Interview: Astrid Brenk

01.11.2015

ASTRID BRENK

Geschäftsführerin Kabarett-Theater DISTEL

 

 

Warum engagieren Sie sich bei DIE MITTE e.V.?

Weil DIE MITTE wirklich auch das kulturelle Zentrum der Stadt ist. Mehr Theater, mehr Entertainment findet sich so konzentriert nirgendwo in der Stadt. Am Rande bemerkt, ich bin noch eine waschechte Berlinerin und in Mitte geboren.

 

Was sind für Sie die Vorteile des Standorts?

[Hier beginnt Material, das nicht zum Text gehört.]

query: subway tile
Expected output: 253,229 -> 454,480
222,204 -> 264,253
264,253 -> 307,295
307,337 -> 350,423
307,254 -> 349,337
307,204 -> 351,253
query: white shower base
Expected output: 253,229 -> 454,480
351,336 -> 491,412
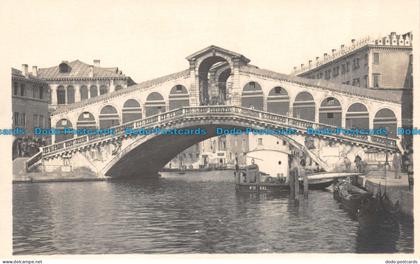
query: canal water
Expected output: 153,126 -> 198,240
13,171 -> 413,254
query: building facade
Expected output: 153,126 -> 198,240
37,60 -> 135,111
12,64 -> 50,158
292,32 -> 413,89
165,135 -> 249,169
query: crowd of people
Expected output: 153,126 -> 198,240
13,137 -> 47,159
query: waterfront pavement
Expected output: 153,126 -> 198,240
358,170 -> 414,216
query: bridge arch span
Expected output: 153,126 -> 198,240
144,92 -> 166,117
293,91 -> 316,121
346,102 -> 370,129
121,98 -> 142,124
319,96 -> 343,127
99,104 -> 121,129
267,86 -> 290,115
54,118 -> 74,143
373,107 -> 398,137
241,81 -> 264,111
76,111 -> 97,129
168,84 -> 190,111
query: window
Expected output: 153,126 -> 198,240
58,63 -> 70,73
32,85 -> 39,98
20,113 -> 26,127
325,69 -> 331,80
99,85 -> 108,95
13,82 -> 19,95
353,58 -> 360,70
13,112 -> 19,126
373,52 -> 379,64
32,114 -> 38,128
333,66 -> 340,77
57,86 -> 66,104
352,78 -> 360,87
39,86 -> 44,99
327,97 -> 335,105
341,64 -> 346,74
20,83 -> 25,96
373,73 -> 380,88
38,115 -> 45,128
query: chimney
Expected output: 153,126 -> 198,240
32,66 -> 38,77
22,64 -> 28,76
89,65 -> 93,77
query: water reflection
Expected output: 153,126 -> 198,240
13,171 -> 413,254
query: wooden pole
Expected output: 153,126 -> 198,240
295,170 -> 299,200
303,174 -> 309,199
289,169 -> 296,199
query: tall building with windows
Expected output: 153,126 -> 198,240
12,64 -> 50,158
292,32 -> 413,148
33,60 -> 135,110
292,32 -> 413,89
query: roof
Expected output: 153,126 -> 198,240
241,66 -> 403,104
38,60 -> 127,79
52,69 -> 190,115
186,45 -> 251,63
12,68 -> 46,83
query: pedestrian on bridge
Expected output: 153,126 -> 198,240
392,152 -> 401,179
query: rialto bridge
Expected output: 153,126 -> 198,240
28,46 -> 402,176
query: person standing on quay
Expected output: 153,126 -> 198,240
392,152 -> 401,179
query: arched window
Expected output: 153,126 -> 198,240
293,92 -> 315,121
122,99 -> 142,123
169,85 -> 190,110
267,86 -> 290,115
67,85 -> 74,104
241,82 -> 264,110
145,92 -> 166,117
319,97 -> 342,127
57,86 -> 66,104
80,85 -> 89,100
90,85 -> 98,98
99,85 -> 108,95
346,103 -> 369,129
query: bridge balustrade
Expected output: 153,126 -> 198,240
42,106 -> 397,159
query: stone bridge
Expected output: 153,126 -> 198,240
28,46 -> 402,176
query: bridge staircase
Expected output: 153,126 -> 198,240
26,106 -> 398,175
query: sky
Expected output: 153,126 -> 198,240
0,0 -> 419,82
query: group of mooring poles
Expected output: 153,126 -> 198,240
289,157 -> 309,201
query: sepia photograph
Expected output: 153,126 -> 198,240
0,0 -> 420,264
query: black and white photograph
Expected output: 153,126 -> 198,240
0,0 -> 420,264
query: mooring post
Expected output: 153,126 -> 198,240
289,170 -> 296,199
295,170 -> 299,200
302,173 -> 309,199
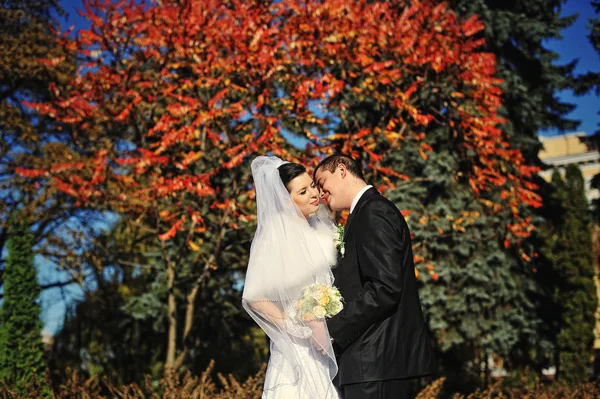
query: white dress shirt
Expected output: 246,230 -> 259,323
350,184 -> 373,213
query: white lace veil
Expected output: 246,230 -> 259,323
242,156 -> 337,398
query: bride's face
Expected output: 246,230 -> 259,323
288,173 -> 319,219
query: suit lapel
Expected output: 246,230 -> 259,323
344,187 -> 379,238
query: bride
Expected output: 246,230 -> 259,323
242,156 -> 341,399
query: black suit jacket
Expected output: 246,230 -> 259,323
327,188 -> 437,386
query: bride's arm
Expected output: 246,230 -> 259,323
246,300 -> 312,338
247,300 -> 285,328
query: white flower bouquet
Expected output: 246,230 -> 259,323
296,284 -> 344,322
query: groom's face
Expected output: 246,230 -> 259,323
315,168 -> 350,211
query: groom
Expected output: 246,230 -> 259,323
314,154 -> 436,399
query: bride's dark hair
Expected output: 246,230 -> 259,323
277,162 -> 306,191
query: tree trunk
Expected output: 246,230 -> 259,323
163,243 -> 177,368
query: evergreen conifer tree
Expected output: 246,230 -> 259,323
0,214 -> 45,391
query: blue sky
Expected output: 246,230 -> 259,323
543,0 -> 600,134
38,0 -> 600,333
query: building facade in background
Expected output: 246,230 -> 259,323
539,132 -> 600,201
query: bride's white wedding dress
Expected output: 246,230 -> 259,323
262,310 -> 340,399
242,157 -> 339,399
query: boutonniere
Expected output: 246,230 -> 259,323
333,223 -> 346,258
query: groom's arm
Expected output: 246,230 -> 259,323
327,200 -> 413,349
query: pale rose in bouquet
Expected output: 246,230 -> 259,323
296,284 -> 344,322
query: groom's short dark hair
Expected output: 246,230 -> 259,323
313,154 -> 365,181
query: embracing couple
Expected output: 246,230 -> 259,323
242,154 -> 436,399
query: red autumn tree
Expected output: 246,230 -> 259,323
20,0 -> 537,367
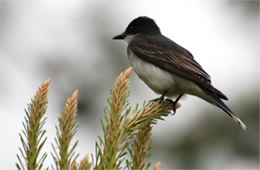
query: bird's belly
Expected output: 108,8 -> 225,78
128,53 -> 180,97
128,52 -> 205,98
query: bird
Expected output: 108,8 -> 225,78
113,16 -> 246,130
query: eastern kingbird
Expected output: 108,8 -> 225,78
113,17 -> 246,130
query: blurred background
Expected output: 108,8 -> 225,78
0,0 -> 259,170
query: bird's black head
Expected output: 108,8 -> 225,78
113,17 -> 161,39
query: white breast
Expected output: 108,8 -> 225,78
128,51 -> 179,96
128,50 -> 210,101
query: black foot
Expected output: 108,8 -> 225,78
171,94 -> 183,116
165,99 -> 177,116
151,96 -> 164,103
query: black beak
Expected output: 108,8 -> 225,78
113,32 -> 126,40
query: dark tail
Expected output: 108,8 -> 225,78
201,87 -> 246,130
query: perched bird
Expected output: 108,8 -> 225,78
113,17 -> 246,130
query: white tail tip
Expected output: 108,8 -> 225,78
232,115 -> 246,130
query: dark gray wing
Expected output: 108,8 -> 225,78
128,36 -> 227,100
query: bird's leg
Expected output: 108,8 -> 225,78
172,94 -> 183,115
151,90 -> 168,103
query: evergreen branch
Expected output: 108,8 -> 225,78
16,79 -> 51,170
52,90 -> 78,170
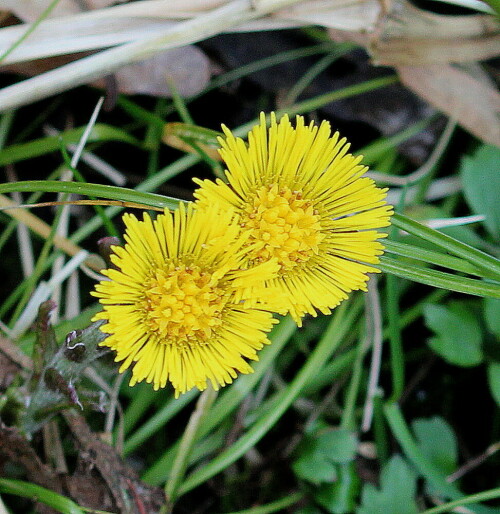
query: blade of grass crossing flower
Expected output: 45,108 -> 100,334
140,318 -> 297,485
10,193 -> 68,323
178,300 -> 360,496
61,145 -> 119,237
377,255 -> 500,298
0,478 -> 84,514
384,403 -> 497,514
392,213 -> 500,280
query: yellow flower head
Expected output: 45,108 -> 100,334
93,204 -> 277,395
195,113 -> 392,324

Die Spuren der Architektur vermischen sich mit den Spuren der Geschichte und den Spuren der Kultur und Wissenschaft. Zudem liegt in DIE MITTE die Wiege unserer Stadt, auf deren Tradition man einerseits stolz sein kann; sich aber andererseits auch schämen muss.

 

Was fehlt Ihnen in Mitte?

Definitiv ein Leitbild für „Die Mitte“, das alle Anrainer vereint und deren Kräfte bündelt. Im kulturellen Bereich wünschte ich mir manchmal etwas weniger Trennung und Arroganz zwischen der sogenannten „Hochkultur“ und der „Genusskultur“. Letztendlich wollen doch alle nur das Eine: ihr Publikum begeistern.

 

Wo machen Sie gerne Mittagspause?

Ich mache grundsätzlich keine Mittagspause; liebe aber die eher etwas kleineren, einfachen Lokalitäten.

 

Was möchten Sie in und mit der Gemeinschaft erreichen?

In erster Linie, dass sich alle – die Bewohner, die Touristen, die Geschäftsleute, die Wissenschaftler, die Künstler - hier in unserer MITTE wohlfühlen.